Thanks @spantaleev . In preparation for this new feature request for baibot. I will open an issue with localAI to let them know that gpt-4-vision-preview is deprecated and to instead name it gpt-4o in compliance with OpenAI API compatibility. This should get mapped to the llava-1.6-mistral model that the stock docker cuda12 localAI v2.20.1 image comes pre installed with.

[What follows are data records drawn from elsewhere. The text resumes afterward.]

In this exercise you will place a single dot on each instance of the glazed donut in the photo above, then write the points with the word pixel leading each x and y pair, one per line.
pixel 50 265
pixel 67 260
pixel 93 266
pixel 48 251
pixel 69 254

References to gpt-4-vision-preview in https://github.com/mudler/LocalAI/blob/master/aio/gpu-8g/vision.yaml and
https://github.com/mudler/LocalAI/blob/master/aio/cpu/vision.yaml and
https://github.com/mudler/LocalAI/blob/master/aio/intel/vision.yaml
need to be changed to gpt-4o as you point out
I opened this LocalAI issue https://github.com/mudler/LocalAI/issues/3596
@spantaleev Any progress on this ? I would love for baibot to weigh in when an image and associated prompt is uploaded. This should be relatively straightforward to support as this is an extended multimodal use of the existing text chat completion api
I see text to image as a supported feature. How about image to text. There are quite a few capable multimodal self-host models these days such as moondream2 and minicpm2.6 that are supported in ollama and similar.
Is that functionality implicitly supported!